An introduction to Checksums

Hi everyone

This is a quick introduction into checksums, and practically how to use them, at the request of someone through the Ask Johno section of the blog.

I know what a checksum is, but I’m not sure how to implement or use one (in PHP) to achieve what I need.

Anonymous Asker

They go on to explain what they are trying to achieve, which is essentially to verify a file hasn’t changed (in this case it’s the HTTP document sent by an API) before doing something.

Firstly, a checksum is a very small data snippet (datum) which represents something larger.

In my experience there are 2 main reasons to use one, these are;

  1. To verify a change in something larger
  2. To verify that a piece of data matches from that which was sent by its originator (checksum on an API payload)

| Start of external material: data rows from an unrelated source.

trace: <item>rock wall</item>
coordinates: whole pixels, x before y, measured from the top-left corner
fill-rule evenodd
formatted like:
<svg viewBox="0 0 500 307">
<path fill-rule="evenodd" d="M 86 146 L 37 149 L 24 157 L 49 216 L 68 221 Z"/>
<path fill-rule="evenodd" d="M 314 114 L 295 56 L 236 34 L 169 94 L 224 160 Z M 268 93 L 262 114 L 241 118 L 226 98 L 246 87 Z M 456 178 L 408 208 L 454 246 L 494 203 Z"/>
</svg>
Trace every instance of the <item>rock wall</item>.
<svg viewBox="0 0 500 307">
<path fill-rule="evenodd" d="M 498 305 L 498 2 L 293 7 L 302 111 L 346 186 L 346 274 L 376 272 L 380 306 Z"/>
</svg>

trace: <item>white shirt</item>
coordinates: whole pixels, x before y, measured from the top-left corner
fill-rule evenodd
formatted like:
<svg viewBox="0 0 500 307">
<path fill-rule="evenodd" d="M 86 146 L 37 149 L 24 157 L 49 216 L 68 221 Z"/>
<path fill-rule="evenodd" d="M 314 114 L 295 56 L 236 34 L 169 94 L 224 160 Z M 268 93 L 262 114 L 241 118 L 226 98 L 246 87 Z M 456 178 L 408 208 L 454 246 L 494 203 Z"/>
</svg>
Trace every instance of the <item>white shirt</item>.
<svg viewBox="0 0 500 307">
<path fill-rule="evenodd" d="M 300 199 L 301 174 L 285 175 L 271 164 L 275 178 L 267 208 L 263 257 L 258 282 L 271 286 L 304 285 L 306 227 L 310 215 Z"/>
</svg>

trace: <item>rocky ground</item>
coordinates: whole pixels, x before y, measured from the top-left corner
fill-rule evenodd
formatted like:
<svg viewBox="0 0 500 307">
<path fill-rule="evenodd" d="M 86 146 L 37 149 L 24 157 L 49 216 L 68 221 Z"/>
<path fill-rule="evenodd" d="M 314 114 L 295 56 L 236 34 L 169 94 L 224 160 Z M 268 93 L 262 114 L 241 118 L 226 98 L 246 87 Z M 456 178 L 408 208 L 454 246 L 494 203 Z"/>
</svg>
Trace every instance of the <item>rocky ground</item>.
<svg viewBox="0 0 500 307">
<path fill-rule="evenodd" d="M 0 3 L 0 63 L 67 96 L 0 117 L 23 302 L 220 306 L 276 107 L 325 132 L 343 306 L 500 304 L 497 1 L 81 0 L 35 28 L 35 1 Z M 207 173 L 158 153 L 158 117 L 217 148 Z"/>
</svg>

I will very briefly cover both of these with PHP examples.

Note; I am using MD5 for simplicity, but depending on your requirements this likely won’t be the best option for your use case.

Edit: Please see Further Reading at the bottom of this article for more information about hashing

Using a Checksum to Detect Changes

Now I don’t know what we’ve got, but whatever it is; we are going to need a string representation, 2 main ways of getting this:

$stringRepresentation = serialize($myThingToCheck);

or

$stringRepresentation = json_encode($myThingToCheck);

Personally, I would advise PHP’s serialize because that will work with, and instantiate objects. However, the choice is yours depending on your use case, JSON is smaller than a PHP serialization.

Now that we have a string, we need to make it small and easy to check. Something like this will work fine;

$checksum = md5($stringRepresentation);

Now to check for changes, we just need the last checksum that we stored that something happened on.

if($checksum != $oldChecksum){
echo 'Something has changed';
}

So that covers how to use a checksum to detect changes in pieces of data, which is useful if you’re having to poll for changes.

Using a Checksum to Verify Validity

This is something I’ve noticed a couple of times, particularly when working in the financial industry, and around certain payment gateways.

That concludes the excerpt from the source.